Wednesday, July 13, 2005

(2) Skin Gas

The gas log mentions 'skin gas(tap).' I don't know the 'name' of the gas, of course, so I call it 'skin gas.' Skin gas is the least objectionable gas because it causes no airway irritation that I can detect. It is more of a nuisance gas. They use skin gas against me mostly at night, but they occasionally use it the BR and (more frequently) in the LR. Because SG produces no auditory 'confirmation' they will periodically inject an airway irritant into the 'SG stream' in order (I suppose) to verify that I am actually inhaling the gas and that they are not wasting it.

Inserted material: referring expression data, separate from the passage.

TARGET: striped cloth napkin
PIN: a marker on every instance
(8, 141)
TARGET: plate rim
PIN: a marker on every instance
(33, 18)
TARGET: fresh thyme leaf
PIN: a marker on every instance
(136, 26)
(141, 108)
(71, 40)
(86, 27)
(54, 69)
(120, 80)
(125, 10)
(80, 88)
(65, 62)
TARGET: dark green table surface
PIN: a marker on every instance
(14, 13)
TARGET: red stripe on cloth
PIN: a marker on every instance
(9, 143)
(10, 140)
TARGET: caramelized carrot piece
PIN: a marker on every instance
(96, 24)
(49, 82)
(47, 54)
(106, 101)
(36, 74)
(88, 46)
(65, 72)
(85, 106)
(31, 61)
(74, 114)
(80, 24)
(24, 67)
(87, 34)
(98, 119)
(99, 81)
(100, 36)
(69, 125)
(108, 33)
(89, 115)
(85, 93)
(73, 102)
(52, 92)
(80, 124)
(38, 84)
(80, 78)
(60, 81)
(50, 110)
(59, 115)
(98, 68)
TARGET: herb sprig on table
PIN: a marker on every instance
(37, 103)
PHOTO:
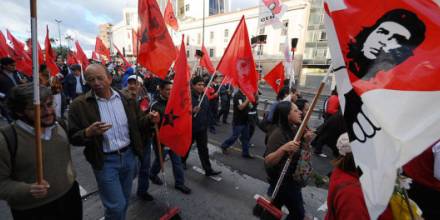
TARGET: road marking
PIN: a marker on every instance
(201, 171)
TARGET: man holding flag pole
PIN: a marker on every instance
(30, 192)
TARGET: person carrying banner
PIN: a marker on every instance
(240, 125)
(159, 106)
(109, 124)
(345, 199)
(58, 197)
(200, 125)
(279, 146)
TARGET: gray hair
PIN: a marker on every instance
(22, 96)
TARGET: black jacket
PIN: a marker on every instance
(200, 122)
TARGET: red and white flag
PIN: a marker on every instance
(275, 78)
(238, 63)
(176, 129)
(50, 55)
(22, 59)
(156, 52)
(387, 68)
(4, 51)
(126, 63)
(81, 56)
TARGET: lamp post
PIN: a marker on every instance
(59, 32)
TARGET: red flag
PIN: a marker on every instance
(101, 49)
(169, 17)
(71, 58)
(18, 46)
(238, 63)
(157, 51)
(385, 58)
(206, 62)
(81, 56)
(22, 59)
(40, 51)
(135, 42)
(4, 51)
(94, 57)
(176, 129)
(275, 78)
(50, 56)
(127, 64)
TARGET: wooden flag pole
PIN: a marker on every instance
(36, 78)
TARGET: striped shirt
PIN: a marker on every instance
(112, 111)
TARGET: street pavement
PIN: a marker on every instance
(231, 197)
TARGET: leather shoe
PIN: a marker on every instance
(182, 188)
(225, 150)
(156, 180)
(248, 156)
(146, 196)
(212, 173)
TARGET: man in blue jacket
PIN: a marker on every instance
(200, 125)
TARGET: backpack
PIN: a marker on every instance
(10, 135)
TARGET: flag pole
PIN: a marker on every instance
(300, 132)
(36, 83)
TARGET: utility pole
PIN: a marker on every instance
(59, 31)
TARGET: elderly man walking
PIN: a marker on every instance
(108, 124)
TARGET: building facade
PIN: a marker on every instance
(302, 20)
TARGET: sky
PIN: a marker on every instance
(79, 18)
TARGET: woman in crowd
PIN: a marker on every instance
(280, 145)
(345, 199)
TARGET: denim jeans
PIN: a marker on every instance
(290, 195)
(114, 183)
(241, 131)
(176, 162)
(144, 170)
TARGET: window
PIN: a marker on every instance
(127, 18)
(323, 36)
(211, 36)
(285, 28)
(282, 47)
(308, 53)
(321, 52)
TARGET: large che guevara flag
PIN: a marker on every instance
(385, 55)
(176, 129)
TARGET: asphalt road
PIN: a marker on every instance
(230, 198)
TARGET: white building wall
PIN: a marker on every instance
(296, 15)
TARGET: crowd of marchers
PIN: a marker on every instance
(112, 111)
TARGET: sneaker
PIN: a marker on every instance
(156, 180)
(182, 188)
(146, 196)
(212, 172)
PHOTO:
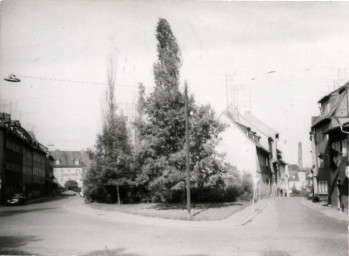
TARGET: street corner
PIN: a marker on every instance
(252, 211)
(327, 210)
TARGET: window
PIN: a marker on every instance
(344, 147)
(323, 187)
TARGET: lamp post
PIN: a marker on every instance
(187, 149)
(254, 78)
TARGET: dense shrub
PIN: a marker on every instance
(72, 185)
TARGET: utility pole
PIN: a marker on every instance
(226, 88)
(187, 149)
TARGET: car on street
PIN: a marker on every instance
(69, 193)
(17, 199)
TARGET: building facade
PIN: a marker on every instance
(70, 165)
(25, 165)
(329, 137)
(251, 146)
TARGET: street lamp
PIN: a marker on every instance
(12, 78)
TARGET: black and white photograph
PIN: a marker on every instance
(174, 128)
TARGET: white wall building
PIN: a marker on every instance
(69, 165)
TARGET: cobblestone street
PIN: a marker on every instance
(284, 227)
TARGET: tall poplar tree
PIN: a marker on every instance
(161, 157)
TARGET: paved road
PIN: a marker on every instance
(284, 228)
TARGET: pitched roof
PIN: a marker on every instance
(67, 158)
(259, 125)
(244, 129)
(330, 114)
(346, 85)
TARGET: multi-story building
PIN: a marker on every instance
(24, 162)
(70, 165)
(251, 146)
(329, 136)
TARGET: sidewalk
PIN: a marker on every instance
(327, 210)
(239, 218)
(35, 200)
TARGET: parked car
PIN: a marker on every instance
(69, 193)
(17, 199)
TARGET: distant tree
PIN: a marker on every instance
(112, 154)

Skin gas seems to 'amplify' some skin sensors. At low levels there is only an increase in 'itch volume' (for lack of a better analogy): any minor itch 'not worth bothering about' rapidly becomes 'an itch worth scratching.' At higher levels of skin gas there is a strange slightly prickly feeling in the skin, somewhat as if the 'volume' has been 'turned up' so high that 'static' in being 'heard.' I think I mentioned skin gas in my other blog and mistakenly labeled it as a 'CNS antagonist.' Skin gas produces no CNS symptoms that I can detect, but the PNS effects of skin gas are unmistakable.